REME, S. E., GRASDAL, A. L., LØVVIK, C., LIE, S. A. & ØVERLAND, S. 2015. Work-focused cognitive–behavioural therapy and individual job support to increase work participation in common mental disorders: a randomised controlled multicentre trial. Occupational and Environmental Medicine. Epub.
This is a, recently published, open access paper that describes a multisite Randomised Controlled Trial of a Cognitive Behavioural Therapy (CBT) based intervention for helping people with common mental disorders to return or stay in work. More specifically the study intervention was called At Work and Coping (AWaC) and consisted of work focussed CBT and job support. The study was commissioned by the Norwegian Ministry of Health and Ministry of Labour in order to find out if AWaC increased work participation at 12 months post intervention. In addition, the study measured changes in symptomatology and quality of life.

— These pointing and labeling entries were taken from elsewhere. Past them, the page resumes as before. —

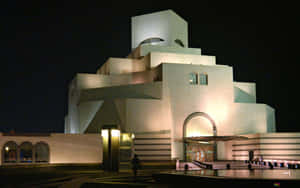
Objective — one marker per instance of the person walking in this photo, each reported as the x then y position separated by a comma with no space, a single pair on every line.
135,162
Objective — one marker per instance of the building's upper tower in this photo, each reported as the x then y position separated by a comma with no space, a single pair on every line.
163,28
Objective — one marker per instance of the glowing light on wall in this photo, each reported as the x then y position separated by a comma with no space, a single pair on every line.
199,126
115,133
218,111
104,133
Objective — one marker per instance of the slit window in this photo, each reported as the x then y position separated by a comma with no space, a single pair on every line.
193,78
203,79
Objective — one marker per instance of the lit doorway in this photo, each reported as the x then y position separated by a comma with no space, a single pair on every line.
197,125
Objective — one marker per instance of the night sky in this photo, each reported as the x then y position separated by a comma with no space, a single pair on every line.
43,45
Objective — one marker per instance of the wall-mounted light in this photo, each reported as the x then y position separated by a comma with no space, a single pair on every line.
104,133
115,133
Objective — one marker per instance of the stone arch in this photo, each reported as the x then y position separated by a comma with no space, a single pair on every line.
42,152
213,128
203,114
10,152
26,152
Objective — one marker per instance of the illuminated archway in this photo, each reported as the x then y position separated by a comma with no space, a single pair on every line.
26,152
10,152
41,152
199,124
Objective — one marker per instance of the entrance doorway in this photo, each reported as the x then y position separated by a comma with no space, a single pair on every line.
199,124
199,152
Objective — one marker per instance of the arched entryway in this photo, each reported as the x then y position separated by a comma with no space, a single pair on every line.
10,152
196,125
41,152
26,151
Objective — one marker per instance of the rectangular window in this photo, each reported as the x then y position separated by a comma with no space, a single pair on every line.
203,79
193,78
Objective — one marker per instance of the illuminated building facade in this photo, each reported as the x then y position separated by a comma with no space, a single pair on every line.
175,101
165,92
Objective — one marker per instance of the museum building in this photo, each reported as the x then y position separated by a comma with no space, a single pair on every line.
167,101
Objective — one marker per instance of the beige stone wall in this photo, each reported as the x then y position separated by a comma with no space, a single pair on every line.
272,146
64,148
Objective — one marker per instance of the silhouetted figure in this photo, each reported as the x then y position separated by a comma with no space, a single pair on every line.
249,166
228,166
135,162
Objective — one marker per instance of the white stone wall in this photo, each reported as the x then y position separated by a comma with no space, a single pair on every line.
165,24
272,146
244,92
64,148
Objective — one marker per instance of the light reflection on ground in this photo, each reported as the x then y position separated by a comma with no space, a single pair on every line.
278,174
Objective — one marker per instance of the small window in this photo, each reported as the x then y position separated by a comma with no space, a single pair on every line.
193,78
203,79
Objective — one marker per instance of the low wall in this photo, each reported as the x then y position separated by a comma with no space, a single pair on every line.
63,148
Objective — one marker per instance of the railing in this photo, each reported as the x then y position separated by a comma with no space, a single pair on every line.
203,165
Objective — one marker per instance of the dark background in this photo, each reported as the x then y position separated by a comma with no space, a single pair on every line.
43,45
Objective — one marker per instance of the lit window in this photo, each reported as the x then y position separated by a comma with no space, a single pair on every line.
193,78
203,79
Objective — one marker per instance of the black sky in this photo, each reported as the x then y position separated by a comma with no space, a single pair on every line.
43,45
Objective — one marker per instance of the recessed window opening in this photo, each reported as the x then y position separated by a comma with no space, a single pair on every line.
193,78
203,79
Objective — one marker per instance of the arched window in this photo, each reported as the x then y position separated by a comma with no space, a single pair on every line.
10,152
193,78
203,79
179,42
26,152
41,152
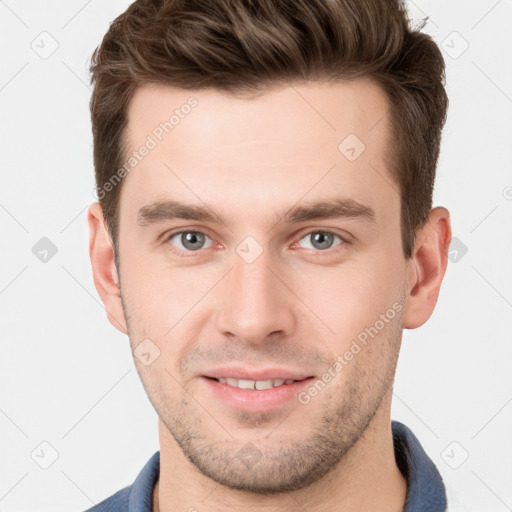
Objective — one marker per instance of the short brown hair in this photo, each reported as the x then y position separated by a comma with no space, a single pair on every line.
239,46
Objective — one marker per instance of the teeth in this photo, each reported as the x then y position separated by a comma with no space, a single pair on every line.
254,384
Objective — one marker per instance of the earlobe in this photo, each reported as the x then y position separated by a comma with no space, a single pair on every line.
427,268
104,269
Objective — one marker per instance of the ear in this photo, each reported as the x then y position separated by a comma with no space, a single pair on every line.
104,270
426,268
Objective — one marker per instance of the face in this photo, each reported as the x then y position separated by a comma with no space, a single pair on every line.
258,243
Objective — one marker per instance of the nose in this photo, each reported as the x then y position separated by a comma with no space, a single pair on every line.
255,303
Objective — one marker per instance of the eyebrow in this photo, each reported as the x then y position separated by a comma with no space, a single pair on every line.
160,211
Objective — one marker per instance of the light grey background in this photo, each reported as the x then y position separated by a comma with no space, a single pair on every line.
67,377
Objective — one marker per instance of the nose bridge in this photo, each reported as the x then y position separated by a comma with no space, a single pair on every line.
254,302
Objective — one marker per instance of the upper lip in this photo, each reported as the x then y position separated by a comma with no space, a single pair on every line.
263,374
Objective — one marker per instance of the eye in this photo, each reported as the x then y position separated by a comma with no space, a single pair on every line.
189,240
321,240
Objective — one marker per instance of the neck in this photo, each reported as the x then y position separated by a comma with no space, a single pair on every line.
367,478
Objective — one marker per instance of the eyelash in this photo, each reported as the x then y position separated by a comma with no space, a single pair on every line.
186,254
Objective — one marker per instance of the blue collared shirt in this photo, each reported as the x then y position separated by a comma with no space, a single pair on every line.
425,488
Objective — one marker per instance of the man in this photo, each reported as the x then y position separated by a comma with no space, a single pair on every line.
264,233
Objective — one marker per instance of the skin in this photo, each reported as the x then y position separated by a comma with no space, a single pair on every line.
295,306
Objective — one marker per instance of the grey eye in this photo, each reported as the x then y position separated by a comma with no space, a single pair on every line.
321,240
190,240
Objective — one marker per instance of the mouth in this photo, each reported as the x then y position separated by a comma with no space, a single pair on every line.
259,385
250,395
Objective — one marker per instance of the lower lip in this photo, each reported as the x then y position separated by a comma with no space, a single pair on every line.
254,399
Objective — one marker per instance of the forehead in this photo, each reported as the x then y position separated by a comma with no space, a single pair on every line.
297,141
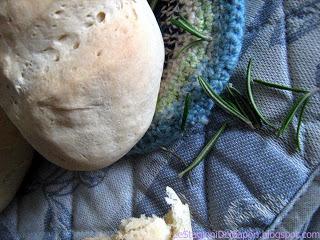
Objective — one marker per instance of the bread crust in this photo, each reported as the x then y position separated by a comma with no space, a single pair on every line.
80,79
15,159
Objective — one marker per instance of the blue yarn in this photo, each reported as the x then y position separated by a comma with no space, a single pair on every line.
228,25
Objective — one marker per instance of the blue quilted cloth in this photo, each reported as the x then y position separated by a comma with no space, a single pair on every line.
252,182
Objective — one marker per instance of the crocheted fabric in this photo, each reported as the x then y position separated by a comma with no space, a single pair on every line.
214,60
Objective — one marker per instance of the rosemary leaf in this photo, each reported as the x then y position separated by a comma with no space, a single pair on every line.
186,108
171,153
298,145
188,46
279,86
244,106
184,24
251,98
292,112
231,109
153,4
204,152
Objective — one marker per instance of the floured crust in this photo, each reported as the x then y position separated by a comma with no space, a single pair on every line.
15,159
176,224
80,79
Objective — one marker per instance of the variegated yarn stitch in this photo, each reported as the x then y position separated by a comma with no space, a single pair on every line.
224,22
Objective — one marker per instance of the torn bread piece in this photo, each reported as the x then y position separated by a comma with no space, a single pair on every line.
175,225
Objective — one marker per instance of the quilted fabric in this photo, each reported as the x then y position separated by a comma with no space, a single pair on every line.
251,181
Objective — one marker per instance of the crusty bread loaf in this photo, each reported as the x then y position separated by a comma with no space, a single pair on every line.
80,78
176,224
15,159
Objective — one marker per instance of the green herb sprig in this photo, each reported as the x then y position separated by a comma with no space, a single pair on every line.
184,24
205,151
153,4
224,104
187,103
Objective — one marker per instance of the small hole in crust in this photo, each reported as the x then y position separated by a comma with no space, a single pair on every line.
63,37
59,12
101,16
99,53
89,24
76,45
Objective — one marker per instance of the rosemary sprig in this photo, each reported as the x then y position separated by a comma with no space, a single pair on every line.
185,114
204,152
250,94
243,104
298,145
280,86
231,109
184,24
188,46
171,153
288,119
153,4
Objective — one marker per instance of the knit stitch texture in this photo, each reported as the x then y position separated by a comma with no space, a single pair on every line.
215,61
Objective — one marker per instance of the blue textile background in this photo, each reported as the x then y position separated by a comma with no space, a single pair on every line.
251,181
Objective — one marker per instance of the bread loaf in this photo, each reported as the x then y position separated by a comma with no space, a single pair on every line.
80,78
15,159
175,225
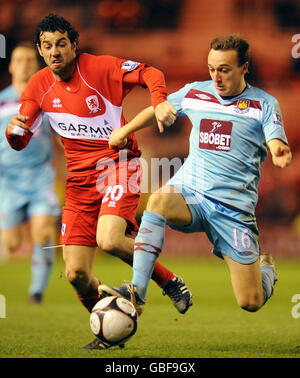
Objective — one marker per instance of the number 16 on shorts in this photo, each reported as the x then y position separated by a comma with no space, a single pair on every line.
243,237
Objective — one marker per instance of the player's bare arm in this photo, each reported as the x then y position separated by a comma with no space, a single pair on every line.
118,138
165,115
16,123
281,153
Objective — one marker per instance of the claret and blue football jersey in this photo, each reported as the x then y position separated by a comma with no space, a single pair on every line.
228,141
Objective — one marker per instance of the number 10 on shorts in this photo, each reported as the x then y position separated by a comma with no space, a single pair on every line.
243,237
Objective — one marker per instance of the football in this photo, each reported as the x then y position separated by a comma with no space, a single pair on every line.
114,320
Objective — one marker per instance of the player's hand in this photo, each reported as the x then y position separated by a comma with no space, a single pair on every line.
281,155
165,115
117,138
17,125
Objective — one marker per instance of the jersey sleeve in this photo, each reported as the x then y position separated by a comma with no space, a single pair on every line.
28,107
123,75
176,99
272,122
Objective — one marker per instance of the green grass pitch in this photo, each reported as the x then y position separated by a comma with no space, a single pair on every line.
213,327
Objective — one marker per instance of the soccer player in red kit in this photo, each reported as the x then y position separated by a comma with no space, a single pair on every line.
82,95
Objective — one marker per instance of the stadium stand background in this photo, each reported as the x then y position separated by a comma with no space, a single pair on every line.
174,36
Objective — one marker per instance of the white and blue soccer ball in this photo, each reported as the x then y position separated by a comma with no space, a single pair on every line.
114,320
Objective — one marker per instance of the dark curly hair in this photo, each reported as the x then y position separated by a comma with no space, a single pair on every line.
52,23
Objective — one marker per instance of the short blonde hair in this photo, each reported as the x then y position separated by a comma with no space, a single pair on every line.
233,42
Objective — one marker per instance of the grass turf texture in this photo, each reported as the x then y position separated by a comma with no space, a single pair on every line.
213,327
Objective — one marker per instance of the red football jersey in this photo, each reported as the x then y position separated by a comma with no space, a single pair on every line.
85,109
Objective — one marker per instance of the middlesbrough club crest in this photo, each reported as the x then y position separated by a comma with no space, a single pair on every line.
93,103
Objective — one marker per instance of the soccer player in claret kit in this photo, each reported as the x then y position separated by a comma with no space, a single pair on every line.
82,95
27,180
215,191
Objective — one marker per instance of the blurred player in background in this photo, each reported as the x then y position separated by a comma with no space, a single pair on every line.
27,179
82,95
215,191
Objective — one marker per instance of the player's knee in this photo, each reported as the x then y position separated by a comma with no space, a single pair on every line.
42,235
77,277
11,244
111,244
158,203
251,303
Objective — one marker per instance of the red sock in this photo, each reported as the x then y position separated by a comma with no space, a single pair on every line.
161,275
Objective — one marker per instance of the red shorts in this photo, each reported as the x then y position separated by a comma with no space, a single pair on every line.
114,190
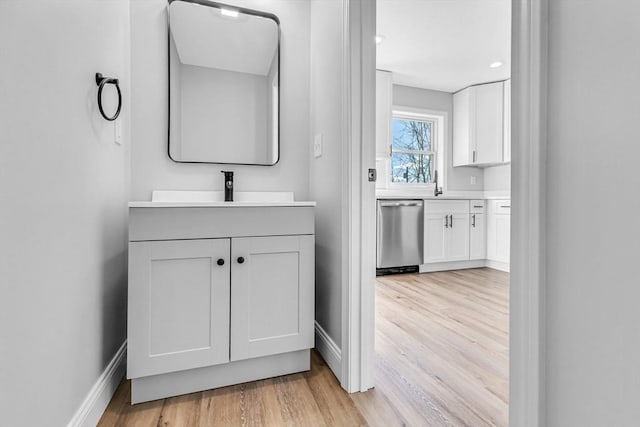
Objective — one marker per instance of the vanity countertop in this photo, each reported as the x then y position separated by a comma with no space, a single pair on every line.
216,204
215,199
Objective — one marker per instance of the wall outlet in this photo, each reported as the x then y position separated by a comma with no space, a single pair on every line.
317,145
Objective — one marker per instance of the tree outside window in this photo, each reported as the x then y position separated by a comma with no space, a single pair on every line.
413,151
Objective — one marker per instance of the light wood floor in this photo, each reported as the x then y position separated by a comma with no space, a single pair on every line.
441,360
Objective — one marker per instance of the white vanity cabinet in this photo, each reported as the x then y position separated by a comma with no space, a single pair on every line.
218,296
272,302
179,305
479,125
446,230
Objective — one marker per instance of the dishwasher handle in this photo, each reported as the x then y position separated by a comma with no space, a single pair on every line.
398,204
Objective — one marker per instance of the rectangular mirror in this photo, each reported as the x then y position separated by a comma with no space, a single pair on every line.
223,84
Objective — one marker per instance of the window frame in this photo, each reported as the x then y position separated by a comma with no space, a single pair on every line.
439,132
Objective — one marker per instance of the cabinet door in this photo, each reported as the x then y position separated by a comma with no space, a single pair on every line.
457,241
489,123
477,237
178,305
462,122
383,113
434,238
272,295
503,237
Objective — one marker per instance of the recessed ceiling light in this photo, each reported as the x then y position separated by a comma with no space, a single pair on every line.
229,12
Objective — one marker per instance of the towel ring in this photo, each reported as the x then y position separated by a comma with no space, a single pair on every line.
101,81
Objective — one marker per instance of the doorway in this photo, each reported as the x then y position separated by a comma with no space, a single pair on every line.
528,130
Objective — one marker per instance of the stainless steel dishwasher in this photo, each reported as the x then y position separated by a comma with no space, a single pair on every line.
400,233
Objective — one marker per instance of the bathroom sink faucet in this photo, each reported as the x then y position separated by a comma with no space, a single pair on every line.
228,186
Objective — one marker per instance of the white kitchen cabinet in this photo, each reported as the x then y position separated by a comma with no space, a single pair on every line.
478,125
499,233
507,121
384,100
477,231
435,244
272,302
446,231
218,295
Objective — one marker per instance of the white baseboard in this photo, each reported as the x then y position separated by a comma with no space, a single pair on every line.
93,406
498,265
329,351
451,265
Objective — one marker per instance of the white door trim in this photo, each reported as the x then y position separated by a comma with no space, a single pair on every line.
528,253
358,272
529,86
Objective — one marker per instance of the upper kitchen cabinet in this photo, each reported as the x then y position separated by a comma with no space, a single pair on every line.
384,88
480,123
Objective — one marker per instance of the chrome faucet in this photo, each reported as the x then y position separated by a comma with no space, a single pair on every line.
228,186
436,191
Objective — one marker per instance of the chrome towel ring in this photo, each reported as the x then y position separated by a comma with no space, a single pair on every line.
101,81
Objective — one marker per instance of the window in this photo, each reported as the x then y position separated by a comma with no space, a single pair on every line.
413,149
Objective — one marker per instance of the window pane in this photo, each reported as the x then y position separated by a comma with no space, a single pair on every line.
411,168
412,135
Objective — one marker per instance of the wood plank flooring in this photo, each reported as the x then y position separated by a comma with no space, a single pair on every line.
441,360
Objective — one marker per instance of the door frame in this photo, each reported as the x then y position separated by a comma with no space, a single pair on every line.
528,225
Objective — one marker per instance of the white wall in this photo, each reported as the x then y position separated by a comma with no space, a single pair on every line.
456,178
151,167
63,197
326,175
593,236
498,178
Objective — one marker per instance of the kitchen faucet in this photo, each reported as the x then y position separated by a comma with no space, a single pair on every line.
436,191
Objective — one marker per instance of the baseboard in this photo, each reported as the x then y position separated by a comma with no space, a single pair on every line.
498,265
329,351
93,406
451,265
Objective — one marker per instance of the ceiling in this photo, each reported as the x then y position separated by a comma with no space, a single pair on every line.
444,45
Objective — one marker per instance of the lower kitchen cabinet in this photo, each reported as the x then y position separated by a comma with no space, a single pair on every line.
499,232
477,231
446,229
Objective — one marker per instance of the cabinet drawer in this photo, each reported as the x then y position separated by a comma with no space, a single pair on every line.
446,207
476,206
500,207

Finally, the project examined the cost effectiveness of AWaC and explored the efficacy of the intervention for different subgroups.
The paper included n=626 participants in the intervention arm and n=549 participants in the control arm to the study. Of the total, ~130 in each arm were considered to be on long term sick leave (>12 months). The findings were that the AWaC group faired significantly better across all measures. Interestingly, the most marked improvement was amongst those people whom had previously been claiming long-term health benefits (>12 months sick leave). With 30% increasing or maintaining work participation at 18 months compared to only 11% in the control group. In addition, this appeared to be a cost effective intervention for this specific sub group. However, this did not appear to be a cost effective intervention when compared to treatment as usual for other groups such as those not receiving any health benefits or on part sick leave/part employment.
The idea that a combined approach of work focussed CBT and job support can make a large difference to the number of people on long-term sick leave who return to work shows promise. Interestingly, the attrition rate for AWaC was very low (~5%) and more importantly, all participants were volunteers who had indicated that they were motivated to improve their level of participation in the workplace. I find this last point particularly pertinent given the recent interest in reducing benefits provided to people who are obese or suffering from addiction problems and who refuse to engage with a recommended treatment plan.